Every e-commerce company has many data science models trained and experimented with live production traffic, for any new experiment introduced via AB testing required performance evaluation to the business and productization. Most product teams and engineers preferred to have simplified distribution handling i.e., convenient and straightforward user interface to handle and change configuration dynamically.
There are many AB testing (Version test frameworks) available in the market with per call models, but almost all companies invest in the in-house version test framework and make their microservices for version tests. Today, we will not comment on publicly available version test providers but will talk about a few primary use cases and their use cases.
Every version test setup uses to have a few critical use cases.
- A microservice that can serve the current distribution for a given version.
- A Client that can be embedded into multiple technologies to access the current distribution of version tests.
- The evaluation of provided distribution i.e., for given traffic distribution of version test which variant the version should use.
- A simplified user interface to add/update/disable any version test can be accessible by management or product to change distribution whenever required.
The implementation defers company-by-company, but there are few challenges. It looks simple to have a simple HTTP client that will access the microservice, and the microservice can provide the evaluated variant based on the distribution (shown below).
But, for given traffic of thousands of requests per second, there will be many network calls resulting in increased resource utilization and the burden of managing another stack of the version test framework. For further improvement, we can decouple the evaluation from micro service i.e., microservice will only provide you with distribution, and evaluation can be done on service-client, something like mentioned below.
But, even after decoupling the evaluation, we are not getting any benefits of a reduced number of calls to the newly created version test service. Few companies use to cache the distribution locally for 10-15 mins depending on the requirement i.e., locally cache the distribution and use service-client for evaluation, and once the TTL of the locally cached version is expired, fetch the new allocation for another 10-15 minutes.
This leads to a little optimization, but what if a version test used to distribute traffic between old v/s new components? What if the downstream third party stack fails and you immediately want to shut down the variant traffic? 10-15 minutes can cause much damage in those situations.
Hence to come up with a more optimized version, I am proposing to have a pub/sub model i.e., for any add/update deactivation of version test, a message will be published for all consumers, and service-client can cache the distribution and use evaluation for working purpose, but also will subscribe to a topic/message which can trigger to fetch the latest from service. The local distribution will be updated as-soon-as any changes were made on version test.
If you haven't explored Redis's pub/sub capabilities, please look and let us know if you need any help. You might be thinking, why did I use Redis? So the answer is to keep the explanation simple. Feel free to evaluate any open-source pub-sub implementations. We know Redis is key value-based storage, and most of the version test configurations are more like document-based. But, if you will further simplify the schema, you might distribute it based on different domains of your business e.g., Frontend based version tests, Backend version tests, or data science-based version tests where the service stack is other for different teams. And redis hash-set based storage can help you store this information more appropriately. Redis is not just a key-value data store but is having many other capabilities. I am currently evaluating tree-based storage with a redis and GraphQL based interface for storing and accessing the metadata. I Will be able to share as-soon-as I will make any progress on it.
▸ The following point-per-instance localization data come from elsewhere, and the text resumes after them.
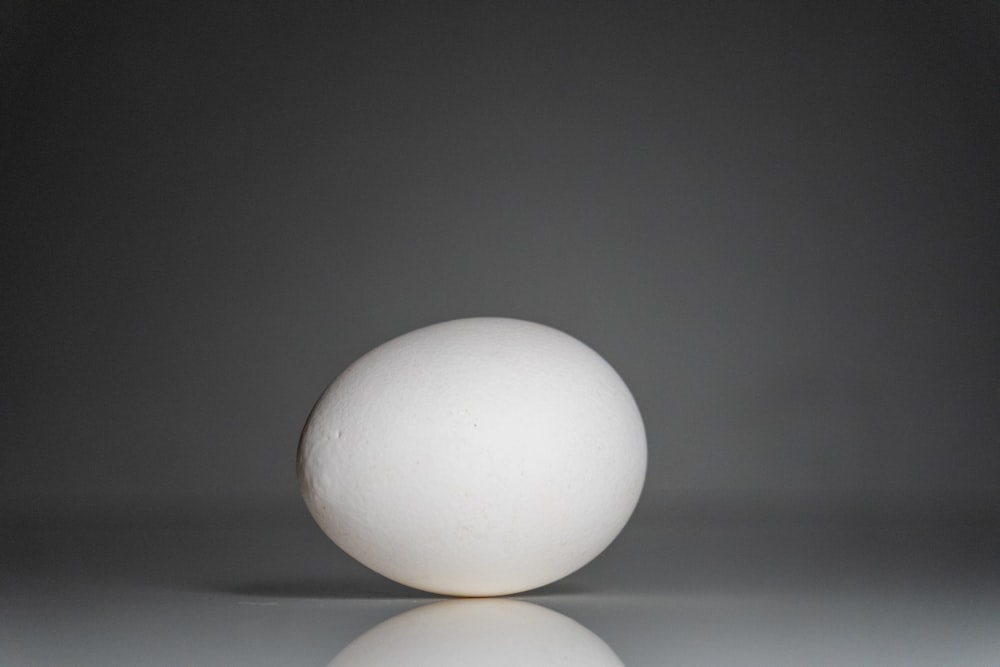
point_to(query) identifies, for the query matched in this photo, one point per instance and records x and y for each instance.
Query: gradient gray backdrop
(778, 221)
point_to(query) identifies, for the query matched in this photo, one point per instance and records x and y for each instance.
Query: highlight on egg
(475, 457)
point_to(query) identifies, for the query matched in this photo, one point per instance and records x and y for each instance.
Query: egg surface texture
(475, 457)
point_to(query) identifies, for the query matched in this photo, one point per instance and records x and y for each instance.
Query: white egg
(476, 457)
(478, 633)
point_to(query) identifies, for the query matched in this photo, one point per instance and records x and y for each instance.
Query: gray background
(778, 221)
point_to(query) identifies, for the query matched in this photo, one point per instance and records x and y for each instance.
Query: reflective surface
(688, 583)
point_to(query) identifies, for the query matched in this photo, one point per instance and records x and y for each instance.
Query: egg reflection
(478, 633)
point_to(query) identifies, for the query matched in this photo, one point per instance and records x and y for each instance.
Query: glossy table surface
(687, 583)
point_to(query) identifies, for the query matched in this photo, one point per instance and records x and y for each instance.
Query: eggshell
(475, 457)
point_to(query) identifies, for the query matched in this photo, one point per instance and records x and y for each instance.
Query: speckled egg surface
(476, 457)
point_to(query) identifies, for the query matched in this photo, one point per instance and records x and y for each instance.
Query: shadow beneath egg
(325, 589)
(343, 589)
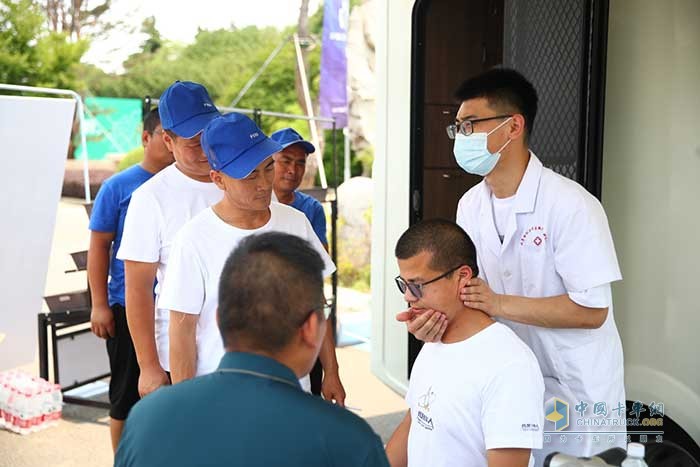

One last thing which is in trend today is the user-interface for easy access to current distribution and capabilities to make any changes. This feature in most companies is a tiebreaker, as management/product does not want to rely on the engineer's availability to update the distribution into the service data store. This simple implementation of a graphical user interface to list all distribution, filter by name, and add/update/deactivate functionality will support management.
It will help you have a straightforward service for distribution handling, fewer calls to service (easy maintenance), fast evaluation with a leap of local cache and subscription to update messages, and minimal graphical user interface for management.
Let me know if one needs any further explanation on how to implement evaluation or detailed description on version-test service implementation or assessment of proper datastore is required, and we can continue our discussion for those topics.